Her tenuous control snapped. She set down her coffee cup so forcefully, it clattered against the saucer. “What on earth have they got to do with it?” she asked. “They’re ancient history. I assume you’re talking about the Langfords, as in LCL?”
He nodded, a glitter in his eyes. “Richard Langford had a great many shares in the family company, as you might imagine.”
“So? They would’ve passed to his heirs. Why have you really come here, Adam? To stir up trouble?”
“I told you.” Muscles bunched along his firm jawline.
“I came as my great-uncle’s emissary. He desperately wants to know before he dies if Elizabeth’s child was his or Langford’s.”
Shock flooded her. She opened her mouth to protest, but no sound emerged. For an instant she feared she might faint. Her brain seemed totally dislocated from her heart. Elizabeth’s child?
“Alyssa!” He was on his feet, shoving back his chair.
“Here, put your head down.” He placed his hand on her nape, his touch gentle but nonetheless compelling.
For a full minute she obeyed, then when she felt better, she shook off his hand. She was angry and afraid of his effect on her. She’d felt that touch of his hand not only on her neck, but in her breasts, the pit of her stomach, between her legs. If she put all those sensations together, what did she get? She fought to compose herself. “I’m fine.”
“Just sit quietly for a moment,” he advised, himself so affected by a moment so intimate he wished now he hadn’t touched her. Was it possible she truly didn’t know about Elizabeth’s baby?
I’ve got to stop this, Adam thought. Start again another time.

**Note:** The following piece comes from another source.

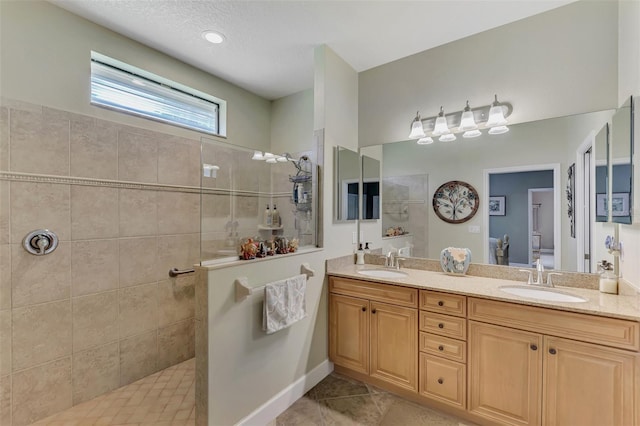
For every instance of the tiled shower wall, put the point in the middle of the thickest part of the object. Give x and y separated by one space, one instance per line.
100 311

“This is a shocking conversation, isn’t it?” she lamented. “Zizi never had a child. I’m sorry to have to say it, but Julian Wainwright must be crazy. There’s a name for it, isn’t there? Erotomania, something like that. The poor man must be fantasizing, especially if he’s pumped full of drugs.”
He looked at her with compassion. “If Elizabeth told you so little—after all you were a child when she was already a middle-aged woman—surely someone else in your family knows. Her sister, Mariel, perhaps?”
“No way! Zizi never married. She never had a child. Do you seriously believe we wouldn’t know if she had?”
He sat back, staring at her. Her emotional upheaval appeared real. “It’s happened before,” he mused. “All families have secrets, even from one another. The thing is, secrets don’t always remain buried. My aim isn’t to shock or upset you, Alyssa. I see I have, but you must trust me on this. Elizabeth did have a child. What Julian’s desperate to know is who was the biological father. Julian’s a very rich man. He’s made his will, but it’s obvious to us all that he doesn’t feel he’s put his affairs in order. Over the years he begged Elizabeth for the truth. She always said the child died within twenty-four hours of its birth. We now know that’s not what happened.”
“We?” she cried. “Who’s we, your dying uncle and you? It’s all hearsay in your case. And it’s not true! None of it is true! I hate when people make up lies. I hate you. Zizi must have hated you.”
He gave a half smile. “I think Elizabeth braced herself the moment she laid eyes on me. I’m told I look very much like Julian as a young man. Elizabeth, for reasons of her own, appears to have led a life of deception. In doing so she turned her back on fame and fortune, a full life, a successful career. All the things most people would give anything to have. I think some part of her was greatly relieved it was all coming to an end.”
Every nerve in her body was jittering. “Was she going to rejoice that all the skeletons would come tumbling out of the closet?” She didn’t hide her outrage at the insult to Zizi’s memory.
“Can’t you see it as a release? Elizabeth didn’t bar me from the house. The truth is, she was comfortable with me. Unfortunately I’d barely begun my voyage of discovery before she had her fatal fall.”
“Are you sure you weren’t there at the time?” It simply stormed out of her before she could claw back control.